前面一篇blog finetune一个GPT3,借助openai的api finetune了一个GPT3,使用下来确实太贵,生成了1w条数据,花掉了60多美刀。肉痛,所以穷人只能想想穷人的办法,脑子就浮现出好朋友EleutherAI的GPT-Neo来。github上有两个项目GPT-Neo和GPT-NeoX,下图来自高仿也赛高?GPT-Neo真好用
之前一个blog,我是基于openai davinci做的微调,从这个角度来说,根据github上对gpt-neox的描述,得采用GPT-NeoX是最好的选择
We aim to make this repo a centralized and accessible place to gather techniques for training large-scale autoregressive language models, and accelerate research into large-scale training. Additionally, we hope to train and open source a 175B parameter GPT-3 replication along the way. Please note, however, that this is a research codebase that is primarily designed for performance over ease of use. We endeavour to make it as easy to use as is feasible, but if there's anything in the readme that is unclear or you think you've found a bug, please open an issue.
不过这个实在太大,恐怕我的3090没能力撑起这个场子,GPT-Neo也是可以将就将就的。

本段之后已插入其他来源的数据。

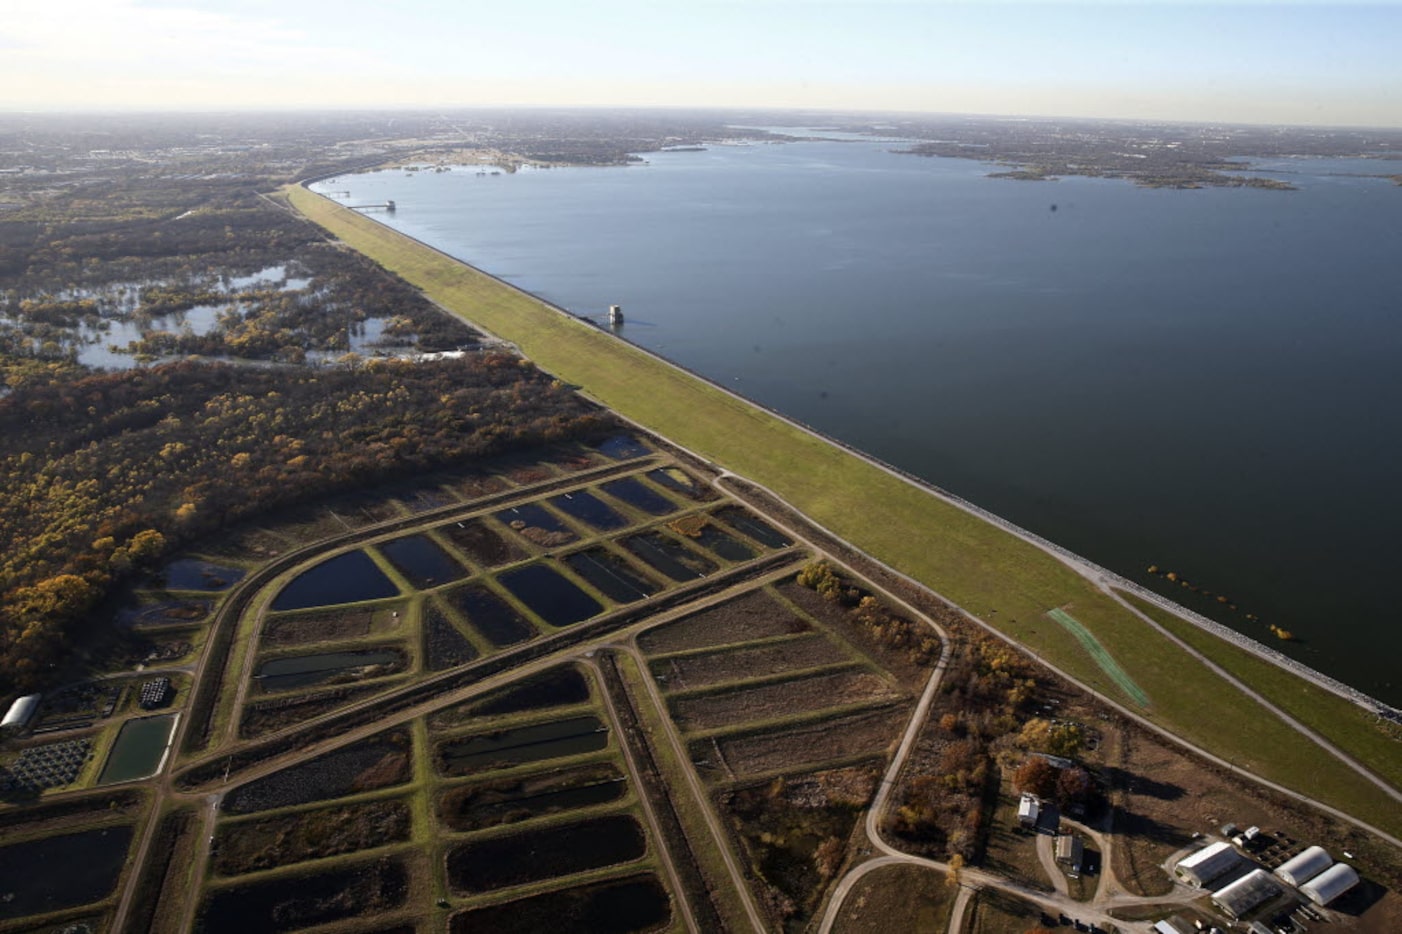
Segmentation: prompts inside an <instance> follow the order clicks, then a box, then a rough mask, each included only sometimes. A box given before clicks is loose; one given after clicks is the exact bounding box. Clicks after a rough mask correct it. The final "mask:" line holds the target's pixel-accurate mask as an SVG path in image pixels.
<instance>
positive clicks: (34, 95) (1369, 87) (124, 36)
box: [0, 0, 1402, 126]
mask: <svg viewBox="0 0 1402 934" xmlns="http://www.w3.org/2000/svg"><path fill="white" fill-rule="evenodd" d="M522 105H529V107H659V105H660V107H746V108H753V107H765V108H767V107H775V108H817V109H837V111H852V109H862V111H918V112H955V114H1008V115H1052V116H1108V118H1131V119H1171V121H1200V122H1249V123H1314V125H1333V126H1402V0H1388V1H1381V0H1378V1H1374V3H1342V1H1340V3H1332V1H1321V0H1315V1H1312V3H1305V1H1298V3H1297V1H1291V0H1227V1H1218V3H1187V1H1176V0H1158V1H1148V0H1089V1H1085V3H1061V1H1053V0H1040V1H1037V0H1033V1H1023V3H1005V1H1002V0H963V1H956V0H858V1H843V0H524V1H517V3H512V1H509V0H491V1H489V3H488V1H482V0H0V111H108V109H122V111H153V109H160V111H189V109H199V111H222V109H268V108H279V109H301V108H338V109H345V108H383V107H409V108H453V107H522Z"/></svg>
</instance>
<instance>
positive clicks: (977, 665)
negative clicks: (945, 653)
mask: <svg viewBox="0 0 1402 934" xmlns="http://www.w3.org/2000/svg"><path fill="white" fill-rule="evenodd" d="M1036 687H1037V684H1036V680H1035V679H1033V676H1032V668H1030V665H1029V663H1028V661H1026V658H1023V656H1022V655H1019V654H1018V651H1016V649H1014V648H1012V647H1011V645H1008V644H1007V642H1002V641H1000V639H994V638H993V637H990V635H987V634H983V632H973V634H972V635H970V637H969V639H967V641H966V642H965V644H963V645H962V647H960V649H959V651H958V652H956V654H955V661H953V663H952V665H951V666H949V669H948V670H946V672H945V677H944V682H942V697H941V698H939V700H938V701H937V704H938V708H939V710H944V711H945V712H944V714H941V715H939V719H938V731H932V735H930V736H927V738H925V740H924V742H930V743H932V745H934V746H937V749H938V752H937V754H934V756H931V760H930V763H928V766H927V769H924V770H921V771H920V773H918V774H914V776H911V778H910V780H908V781H906V783H904V787H903V790H901V792H903V794H901V797H900V799H899V804H897V806H896V811H894V812H893V815H892V818H890V825H889V826H890V829H892V832H894V833H896V834H897V836H900V837H903V839H904V840H907V841H910V843H914V844H917V846H918V847H920V848H921V850H925V851H932V853H939V851H944V853H945V854H948V855H949V857H960V858H963V860H974V858H977V857H979V854H980V851H981V848H983V839H984V833H983V827H984V826H986V823H987V820H988V815H990V812H991V809H993V806H994V804H995V802H997V785H998V777H1000V774H1001V773H1000V769H998V762H997V756H995V753H997V752H998V750H1000V749H1008V747H1009V746H1015V745H1016V743H1018V742H1019V740H1021V732H1019V728H1021V725H1022V721H1023V719H1025V717H1026V711H1028V710H1029V704H1030V701H1032V697H1033V693H1035V691H1036Z"/></svg>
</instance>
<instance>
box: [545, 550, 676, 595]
mask: <svg viewBox="0 0 1402 934" xmlns="http://www.w3.org/2000/svg"><path fill="white" fill-rule="evenodd" d="M565 564H568V565H569V569H571V571H573V572H575V574H578V575H579V576H582V578H583V579H585V581H587V582H589V583H590V585H593V586H594V588H597V590H599V592H600V593H603V595H604V596H606V597H608V599H610V600H617V602H618V603H631V602H634V600H641V599H644V597H649V596H652V595H653V593H656V592H658V590H659V588H658V585H656V583H653V582H652V581H649V579H648V578H645V576H642V574H639V572H638V571H637V569H634V568H632V567H631V565H629V564H628V562H627V561H624V560H622V558H620V557H618V555H615V554H613V553H611V551H608V550H607V548H590V550H589V551H579V553H576V554H572V555H568V557H566V558H565Z"/></svg>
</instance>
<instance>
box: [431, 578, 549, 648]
mask: <svg viewBox="0 0 1402 934" xmlns="http://www.w3.org/2000/svg"><path fill="white" fill-rule="evenodd" d="M446 597H447V602H449V603H451V604H453V606H454V607H457V609H458V610H460V611H461V613H463V614H464V616H465V617H467V621H468V623H470V624H471V625H472V628H474V630H477V631H478V632H481V634H482V635H484V637H486V641H489V642H491V644H492V645H495V647H498V648H501V647H503V645H515V644H516V642H524V641H526V639H530V638H534V637H536V627H534V625H531V624H530V623H527V621H526V620H524V618H522V616H520V614H519V613H517V611H516V610H513V609H512V607H510V604H508V603H506V600H503V599H502V597H499V596H496V595H495V593H492V592H491V590H488V589H486V588H482V586H471V588H463V589H460V590H453V592H451V593H449V595H446Z"/></svg>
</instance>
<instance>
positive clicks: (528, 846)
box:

剩余的也就是准备数据(同之前的json),再写几行简单的finetuning code,网上东拼西凑,再debug一下,获得如下代码,仅供参考。gpt-neo-1.3B 1000条数据finetune 10个周期效果也不够好(train_data_prepared.jsonl),最终我采用openai获得的9000多条数据训练一个周期后,效果就接近openai davinci finetune的结果了。
import sys
import json
import pandas as pd
import torch
from torch.utils.data import Dataset, random_split
from transformers import GPT2Tokenizer, TrainingArguments, Trainer, AutoModelForCausalLM#, GPTNeoXTokenizerFasttorch.manual_seed(42)
modelname = "EleutherAI/gpt-neo-1.3B"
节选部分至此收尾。